I saw this on air the other day, and thought it looked like a tasty snack.

Parmesan Tortilla Crisps
Recipe courtesy Giada De Laurentiis

1/4 cup extra-virgin olive oil
1 tablespoon dried oregano
1/2 teaspoon freshly ground black pepper
12 (6-inch) corn tortillas
1 cup freshly shredded Parmesan
1/4 teaspoon salt

Preheat the oven to 375 degrees F.
Line 2 heavy large baking sheets with aluminum foil. Whisk the oil, oregano, and pepper in a small saucepan over medium heat just until warm. Set aside for 15 minutes. Brush the oil mixture over both sides of the tortillas. Stack the tortillas and cut them into 1/2 to 3/4-inch wide strips. Arrange the strips in a single layer over the baking sheets. Sprinkle the cheese and salt over the strips.
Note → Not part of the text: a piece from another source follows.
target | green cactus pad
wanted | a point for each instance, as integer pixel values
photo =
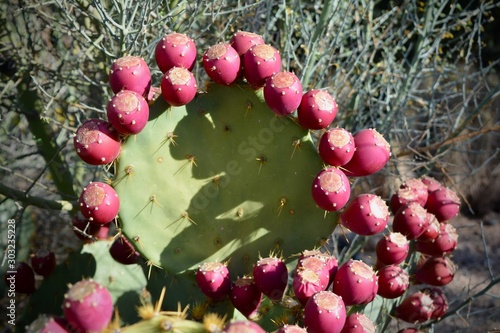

Bake until the strips are golden brown and crisp, about 12 minutes.

Do-Ahead Tip: The tortilla strips can be made up to 2 days ahead. Store in airtight containers and keep at room temperature.


----------



## PA Baker (Jul 27, 2005)

I've made something similar with pitas before but will have to do this with tortillas.  It sounds great!


----------